UKH’s four top tips on renegotiation are:

  1. Be proactive​ – Let’s be honest, your energy supplier is not going to come to you to offer a renegotiation. Starting a conversation with your supplier about your contract is the only way it can be improved.
  2. Ofgem’s review is your ally​ – Be explicit in referring to Ofgem’s recommendations, following its review into the non-domestic energy market. Ofgem said they expect suppliers to work proactively with their customers to help them adapt to challenging circumstances and to support them wherever possible. Referencing this clear direction from the regulator should help with your request.
  3. Don’t assume knowledge​ – As you’re writing to request a renegotiation, it’s almost certain your fixed contract price is far higher than current market prices. Be explicit about that fact and offer examples. You should be clear about the discrepancy between what you’re paying and what is on the market at the moment. 
  4. Be specific​ – You need to have specific requests included in your letter. Simply requesting support, while entirely valid, is too broad. You may want to request a reduction in the fixed rate for the remainder of your contract or spreading the remainder of your payments over a longer period – a so-called ‘blend and extend’ arrangement.

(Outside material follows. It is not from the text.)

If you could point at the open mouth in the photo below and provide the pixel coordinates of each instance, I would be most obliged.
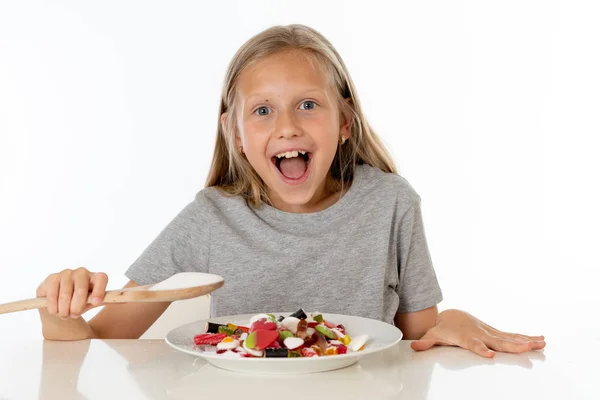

Moreover, UKH has also put together a template letter​ from operators to energy suppliers.

The template in full:

Re: Contract <ref number>

Dear <supplier>

I am writing to request an urgent renegotiation of the above energy contract following the recent fall in wholesale energy prices, publication of the Ofgem recommendations​ in July and support from Government for renegotiations. As a supplier you are able to purchase energy at a much lower price than that which you have fixed in my contract.

While I appreciate you will have already purchased some of the energy that you are providing to me, you will be benefiting from reduced prices now. Furthermore, the risk premium that seems to have been applied to hospitality businesses provides you with a margin to reduce my prices.

The recent Ofgem review stated their clear message that they expect suppliers to work proactively with their customers and, within their commercial confines, adapt to the difficult circumstances of individual customers to support them wherever possible​.

It also found numerous failings in the non-domestic market. This included accounts of customers struggling to contract with energy suppliers, poor customer service, and larger price hikes than seem necessary. It identified unjustified increases in standing charges, unnecessarily high deposit requests and a lack of competition in the market, particularly for hospitality.

In light of these findings and recommendations, we believe that as my energy supplier you should reconsider the terms of our agreement and adjust the price accordingly.

 In response to this I would like to renegotiate our contract. I would like to see the following revised:

<delete/amend as applicable>

• A reduction in the fixed rate for the remainder of my contract

• Termination of my existing contract and a new contract based on current market prices • A cut to the level of my standing charge

• A return of my deposit, in part or in full, to the business

• A spreading of the remainder of my payments over a longer period – so called ‘blend and extend’

I would appreciate an answer at your earliest convenience as the excessive level of energy price I am paying is having a material impact on the impact of my business and is affecting other business decisions – such as staffing and investment.